Olacağı buydu işte, sonunda siyasi erk patladı, valilerin asli görevlerinin yağcılık ve plaket alıp-vermek olmadığını bir kere daha haykırdı.
Tamam da, valiler ilk kez plaket alıp hediye vermiyorlar, yağcılık yapmıyorlar ki. Yeni değil ki. Senelerdir böyle…
Alışkanlıkmış, örf-adetmiş falan fıstık. Konuğa verilen önemi de içine katıyorlar ki, çeşit olsun!
Her zaman demiyor muyuz, valiler asli işlerine baksınlar, iktidarın değil, halkın valisi olsunlar! Laf dinleyen kim!
*
Olanı biteni biliyorsunuz, duydunuz, okudunuz.
Bayatladı belki ama, tepkiler, eleştiriler çığ gibi maşallah. Kentlerin en büyük mülki amirleri olan valilerin son senelerde iktidar yanlısı hareket ettikleri ve iktidar gibi düşündükleri (kerhen de olsa) ortaya çıkınca, kızılca kıyamet kopuyor.
Afyon’da olup biten daha yeni.
Afyon’daki patlayan bombalardan sonra en son patlayan TBMM Başkanı sayın Cemil Çiçek oldu. “Çuvallar dolusu plaket. Şu plaket işini bıraksak. Valilerimiz şu hediye işini tümden kaldırsa. ‘Kimin malını kime hediye ediyoruz’ deyip bu işe nokta koysak. Bana plaket verince ne oluyor? Anı olacak bir yönü de yok. Artık valilerimiz de bu yağcılığı bir bıraksa…” deyiverince, muhalefeti de hak verdi, iktidar yanlıları da…
*
Bir de, son günlerde oskar ödülleri çıktı karşımıza.

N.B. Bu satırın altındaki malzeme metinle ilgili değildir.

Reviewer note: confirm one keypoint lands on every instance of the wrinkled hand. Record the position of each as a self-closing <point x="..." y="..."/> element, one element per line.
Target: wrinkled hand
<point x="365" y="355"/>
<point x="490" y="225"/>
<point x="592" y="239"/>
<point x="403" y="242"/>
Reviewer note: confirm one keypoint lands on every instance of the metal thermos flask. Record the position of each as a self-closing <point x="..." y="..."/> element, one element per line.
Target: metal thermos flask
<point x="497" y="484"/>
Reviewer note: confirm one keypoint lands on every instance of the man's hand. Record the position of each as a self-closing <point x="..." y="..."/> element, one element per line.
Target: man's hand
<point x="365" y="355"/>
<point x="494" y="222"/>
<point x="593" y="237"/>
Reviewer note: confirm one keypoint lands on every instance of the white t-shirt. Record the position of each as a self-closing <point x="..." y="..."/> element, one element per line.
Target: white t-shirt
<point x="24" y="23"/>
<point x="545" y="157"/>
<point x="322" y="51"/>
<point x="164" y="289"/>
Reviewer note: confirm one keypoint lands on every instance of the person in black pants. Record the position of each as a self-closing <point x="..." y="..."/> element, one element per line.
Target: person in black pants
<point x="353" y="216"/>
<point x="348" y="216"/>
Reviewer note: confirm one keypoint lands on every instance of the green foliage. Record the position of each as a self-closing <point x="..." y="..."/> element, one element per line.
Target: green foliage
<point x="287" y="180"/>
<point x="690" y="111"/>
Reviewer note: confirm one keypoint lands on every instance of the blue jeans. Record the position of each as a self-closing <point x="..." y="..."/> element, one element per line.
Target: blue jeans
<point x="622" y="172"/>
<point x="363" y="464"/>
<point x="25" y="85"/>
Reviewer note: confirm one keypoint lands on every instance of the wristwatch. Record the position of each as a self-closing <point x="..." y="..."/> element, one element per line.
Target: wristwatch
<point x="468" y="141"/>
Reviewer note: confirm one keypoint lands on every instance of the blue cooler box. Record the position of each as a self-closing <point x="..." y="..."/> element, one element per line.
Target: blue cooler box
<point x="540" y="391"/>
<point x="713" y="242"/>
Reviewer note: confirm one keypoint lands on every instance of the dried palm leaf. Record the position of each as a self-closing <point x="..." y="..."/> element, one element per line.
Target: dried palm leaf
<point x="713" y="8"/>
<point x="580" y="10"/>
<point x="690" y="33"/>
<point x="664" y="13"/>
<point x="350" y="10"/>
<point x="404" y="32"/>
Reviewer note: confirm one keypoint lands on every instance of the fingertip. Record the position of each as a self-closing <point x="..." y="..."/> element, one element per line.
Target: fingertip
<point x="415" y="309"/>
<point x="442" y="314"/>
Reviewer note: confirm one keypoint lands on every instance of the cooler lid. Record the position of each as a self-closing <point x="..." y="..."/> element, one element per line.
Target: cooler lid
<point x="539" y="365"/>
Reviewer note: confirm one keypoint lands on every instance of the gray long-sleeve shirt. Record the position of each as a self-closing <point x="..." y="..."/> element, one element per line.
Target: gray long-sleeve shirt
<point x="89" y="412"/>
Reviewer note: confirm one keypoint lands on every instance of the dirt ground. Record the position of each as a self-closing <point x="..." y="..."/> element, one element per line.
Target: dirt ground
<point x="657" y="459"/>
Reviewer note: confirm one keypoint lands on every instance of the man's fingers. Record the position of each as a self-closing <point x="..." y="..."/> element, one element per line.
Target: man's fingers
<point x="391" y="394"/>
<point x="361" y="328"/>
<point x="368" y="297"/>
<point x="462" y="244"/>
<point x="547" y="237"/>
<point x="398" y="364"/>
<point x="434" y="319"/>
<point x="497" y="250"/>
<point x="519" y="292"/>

Kendisi oskar olmayanlar, oskar ödülleri adı altında düzenledikleri gece ile rezil rüsva oldular. Yaşananlar tam rezaletti.
Öğretmenevi’ndeki gecede kimse yoktu. Masalar bomboştu. Türkücüler bile boş masalara şarkı-türkü seslendirdiler.
Bırakın boş masaları, gazeteciler bile gelmemişti geceye.
Sevgili Gökhan, bu sana ders olsun! Dedim ya, belki güceneceksin, canın sıkılacak ama bunları yazmak zorundayım.
Önce haddini bileceksin!
Kendini tartacak, bilmem nerenin kaç okka geldiğini kantara çekeceksin!
Bu geceyi düzenlemek istediğinde üzmek, aşkını-şevkini kırmak istemedik. Lakin, felaket geliyorum diyordu. Haberci haber veriyordu olacakları.
Halk otobüsleri başkanı oskarı ne bilsin. Oskar ödülü neyine adamın! Yolda yürümesini bilmeyenlere oskar ödülleri dağıtmaya kalkışırsan olacağı buydu güzel kardeşim!
Önce sen oskar olacaksın ki, ödül verdiklerinde oskarlı olacak, ödüllerin de oskara benzesin.
Gücünü, çapını, karekökünü bileceksin.
Dedim ya yukarıda, önce haddini… Tamam, saygılı, terbiyeli, efendi çocuksun da, olanları görüyorsun işte. Seni severim bilirsin. Bu yazdıklarım seni üzmesin, ama teşvik etsin, ders almanı sağlasın, dostunu düşmanını iyi tanımana vesile olsun.
Şapkanı al, gözünün önüne koy ve bir daha düşün!
Senin adına üzüldüm. O geceye keşke görmeseydi gözlerim! O telaşlı, o sinirli halin gözlerimin önünden gitmiyor çünkü. Fiyasko desem canın sıkılır, başka isim bul sen kendine.
Neyse, oldu bitti. Dilerim ders almışındır! Geçmiş olsun!
*
Lafı değiştirdik. Yine valilere döndük.
Plaket işini oldu bitti sevmem. Hele hele gecelerde dağıtılan, en çok parayı kim verirse onu alıp yücelere çıkartmak, ödüllendirmek, tam bir rezaletin danıskası…
Paran varsa başarılısın, üç kuruş verirsen, alacağın plaket seni oskar yapacak!
Yok öyle şey!
Aslında başa dönüyorum, sayın Cemil Çiçek’in uyarılarını dilerim valilerimiz dikkate alırlar.
Daha dikkatli olurlar bundan sonra!
Yalakalığı bırakın, işinize gücünüze bakın!
Yine söylüyorum, iktidarın değil, halkın valisi olun!
Sayın başbakan da bunu emrediyor size!